Corsair Harpoon RGB Gaming Mouse Review
Normally when we're reviewing something we let you know what our thoughts are, and get to the nasty business of the price at the end. This is because it is important to know if the product is what you want first, and then worry about how much you'll have to pay to get it afterwards. However, the Harpoon RGB is £26, and that's a low enough price - particularly given the feature set - that even if you didn't immediately take to it, it should sway you into adding it to your shortlist.
The heart of any mouse has to be the sensor and in the form of the Pixart PMW3320 Corsair have chosen a good one. The combination of fine DPI control added to the accuracy benefits of an Optical sensor and you end up with a mouse with feels like an extension of your arm. Sure if you're one of those people who adore the ability to combine ultra-high DPI with low in-game sensitivity for pixel precision then the 6000 DPI limit obviously wont be enough, but for 90% of people we think that it's right in the sweet spot. Additionally because it is a mid-to-upper range sensor you're not paying through the nose for leading edge technology. It's sharp, responsive and has good lift off distance if you're short of desk space.
Despite the lightness the build quality is very good. The extra buttons aren't too squishy, something which can plague some mice at the affordable end of the spectrum, particularly when contrasted with the Omron switches on the RMB/LMB. Omrons are the most popular switch of choice for a reason, and that reason is apparent with every single mouse we review. Crisp, instant response. Exactly what you desire from your main buttons. That lightness also helps keep it under control and allows for some very subtle movements without fatigue setting in during marathon sessions. The Harpoon doesn't feel squeaky or scratchy despite the relatively low pricing. Obviously it's not the expensive feeling soft touch plastics of higher end models, but it's also not the equivalent of a Dairy Milk box.
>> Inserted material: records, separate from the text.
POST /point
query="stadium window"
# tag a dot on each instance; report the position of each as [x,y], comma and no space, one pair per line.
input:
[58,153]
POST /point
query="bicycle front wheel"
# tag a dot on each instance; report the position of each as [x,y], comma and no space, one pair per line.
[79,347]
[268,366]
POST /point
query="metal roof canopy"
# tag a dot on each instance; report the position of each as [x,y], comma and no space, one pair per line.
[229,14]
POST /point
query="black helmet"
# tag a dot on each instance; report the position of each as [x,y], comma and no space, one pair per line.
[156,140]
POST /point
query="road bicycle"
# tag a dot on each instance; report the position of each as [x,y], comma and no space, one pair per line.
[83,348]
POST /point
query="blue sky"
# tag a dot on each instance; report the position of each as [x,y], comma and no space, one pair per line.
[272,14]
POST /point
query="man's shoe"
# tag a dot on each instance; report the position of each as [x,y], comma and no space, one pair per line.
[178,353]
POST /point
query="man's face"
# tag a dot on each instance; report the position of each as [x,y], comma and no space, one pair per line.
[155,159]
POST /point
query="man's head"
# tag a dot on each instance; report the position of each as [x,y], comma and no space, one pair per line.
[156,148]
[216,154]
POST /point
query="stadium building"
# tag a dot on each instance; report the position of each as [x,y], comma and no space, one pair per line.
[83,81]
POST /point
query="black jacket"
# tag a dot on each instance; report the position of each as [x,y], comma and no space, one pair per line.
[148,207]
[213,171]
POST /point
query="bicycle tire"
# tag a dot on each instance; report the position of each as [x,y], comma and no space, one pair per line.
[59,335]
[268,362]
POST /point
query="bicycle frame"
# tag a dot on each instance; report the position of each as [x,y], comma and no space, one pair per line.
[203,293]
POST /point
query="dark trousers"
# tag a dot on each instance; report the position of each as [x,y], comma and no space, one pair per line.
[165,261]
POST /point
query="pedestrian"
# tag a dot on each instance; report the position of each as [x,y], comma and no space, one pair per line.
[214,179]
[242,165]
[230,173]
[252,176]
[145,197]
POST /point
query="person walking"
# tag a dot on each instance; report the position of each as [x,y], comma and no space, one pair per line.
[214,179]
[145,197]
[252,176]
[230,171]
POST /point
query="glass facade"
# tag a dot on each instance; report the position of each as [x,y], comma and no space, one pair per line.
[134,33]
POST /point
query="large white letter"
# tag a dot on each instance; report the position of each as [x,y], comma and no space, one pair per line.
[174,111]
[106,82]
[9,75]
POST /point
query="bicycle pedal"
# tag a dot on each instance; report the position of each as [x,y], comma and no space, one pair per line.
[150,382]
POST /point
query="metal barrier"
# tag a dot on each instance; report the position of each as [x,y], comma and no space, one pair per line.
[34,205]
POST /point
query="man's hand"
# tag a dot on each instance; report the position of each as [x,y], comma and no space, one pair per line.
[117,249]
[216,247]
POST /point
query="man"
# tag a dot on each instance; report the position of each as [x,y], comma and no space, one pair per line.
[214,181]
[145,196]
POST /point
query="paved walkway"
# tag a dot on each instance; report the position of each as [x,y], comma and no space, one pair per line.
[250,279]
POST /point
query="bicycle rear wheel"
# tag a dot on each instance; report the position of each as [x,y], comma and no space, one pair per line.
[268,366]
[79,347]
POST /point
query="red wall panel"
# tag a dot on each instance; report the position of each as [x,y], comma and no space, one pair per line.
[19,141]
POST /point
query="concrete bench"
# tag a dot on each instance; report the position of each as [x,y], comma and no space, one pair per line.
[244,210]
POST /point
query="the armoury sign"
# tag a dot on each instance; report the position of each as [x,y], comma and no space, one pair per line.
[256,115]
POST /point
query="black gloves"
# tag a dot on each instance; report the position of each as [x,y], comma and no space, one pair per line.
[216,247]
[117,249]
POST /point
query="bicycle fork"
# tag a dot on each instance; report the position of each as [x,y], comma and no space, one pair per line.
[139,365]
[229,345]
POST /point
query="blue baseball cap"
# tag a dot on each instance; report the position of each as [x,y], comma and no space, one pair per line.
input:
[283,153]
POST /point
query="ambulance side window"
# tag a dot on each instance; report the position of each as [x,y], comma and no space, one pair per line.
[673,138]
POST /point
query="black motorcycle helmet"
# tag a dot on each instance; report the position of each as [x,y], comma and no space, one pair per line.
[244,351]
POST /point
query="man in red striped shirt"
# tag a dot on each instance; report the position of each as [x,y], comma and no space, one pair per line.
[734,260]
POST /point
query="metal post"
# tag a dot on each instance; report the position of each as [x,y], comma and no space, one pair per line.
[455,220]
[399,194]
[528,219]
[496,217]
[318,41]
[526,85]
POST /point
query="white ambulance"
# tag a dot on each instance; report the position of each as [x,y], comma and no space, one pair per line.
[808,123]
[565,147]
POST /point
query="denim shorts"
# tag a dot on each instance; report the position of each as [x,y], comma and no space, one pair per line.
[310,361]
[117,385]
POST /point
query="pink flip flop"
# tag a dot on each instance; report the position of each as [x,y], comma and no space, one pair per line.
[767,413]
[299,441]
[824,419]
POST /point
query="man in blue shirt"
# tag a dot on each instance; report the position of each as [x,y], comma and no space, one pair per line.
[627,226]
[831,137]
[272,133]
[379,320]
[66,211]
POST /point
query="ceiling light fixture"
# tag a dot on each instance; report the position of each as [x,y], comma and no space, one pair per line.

The RGB feature is great for when its sat on your desk, but the moment you take it in hand the colour is obviously covered. That "show" factor is usually the difference between high priced mice and affordable ones, and so it proves with the Harpoon. Although it might be RGB, and to some degree it is good at reproducing major shades, but it was almost impossible to get a good purple that was neither too blue nor too pink, and anything other than fully saturated shades tended towards white. How much of a deal breaker this might be is entirely up to you, but we think that the mouse itself is good enough, and indeed affordable enough, that it's small potatoes.
The Harpoon is a good looking mouse with nice features backed up by a great sensor and excellent software, and at this price it's a steal.